Una de las grandes cosas que me gusta del cine, aparte de la increíble capacidad de emocionar y entretener, es su capacidad para hacerte pensar. En cierta manera, por muy estúpida o banal que pueda parecer una película, en algún punto, y aunque siempre hay excepciones, desprende un mensaje, algún tipo de mensaje. Ves una película y al terminar, asimilar la película y comentarla, hablar sobre ella, discutir, argumentar, ver todos los puntos de vista,... esas, en cierta manera, son las mejores maneras de disfrutar el cine. Descubrir los puntos de vista de los demás, todas aquellas cosas o elementos que se te pueden haber escapado a ti pero que, por otra parte, los demás han podido ver.
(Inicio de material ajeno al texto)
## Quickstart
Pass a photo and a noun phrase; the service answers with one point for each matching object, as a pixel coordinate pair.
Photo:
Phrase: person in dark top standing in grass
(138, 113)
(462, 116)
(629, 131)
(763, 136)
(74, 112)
De la misma manera que ningún actor interpreta un personaje de la misma manera que otro, ninguna película es interpretada de la misma manera que otra por un espectador. Todos tenemos nuestros puntos de vista, nuestras maneras de ver cine, de escuchar a los personajes, de sentir sus intensidades, sus pasiones, sus flaquezas, sus lagrimas y sus sonrisas. Lo increíble del cine, en cierta manera, es lo personal que puede llegar a ser. Ningún director de cine hace, ni hará, una película igual que otro. Y por eso, nadie ve las cosas igual que los demás. Y eso, queramos o no, es lo que nos enriquece. Las diferentes opiniones y puntos de vista nos abren la mente, nos hacen capaces de ver más allá de lo que somos capaces de ver, liberan nuestras ideas y las hacen más grandes. Entre todos construimos mayores ideas, liberamos la objetividad en cierta manera, aumentamos la subjetividad, la liberamos, la hacemos más grande. Es esa capacidad de contar historias personales de la manera más personal que existe lo que lo hace realmente un arte. Un arte capaz de emocionar. Esa división temporal de los actos, posteriormente construidos como un todo único, en donde una historia toma todos los matices subjetivos que un artista cinematográfico es capaz de plasmar eleva al cine a una categoría superior, a la tan merecida categoría de séptimo arte. Siempre lo he visto, y siempre me ha gustado verlo, como la masificación plástica de los sentimientos, ideas, sueños e historias visuales en movimiento capaz de generar una de las mejores alegrías interiores que existen.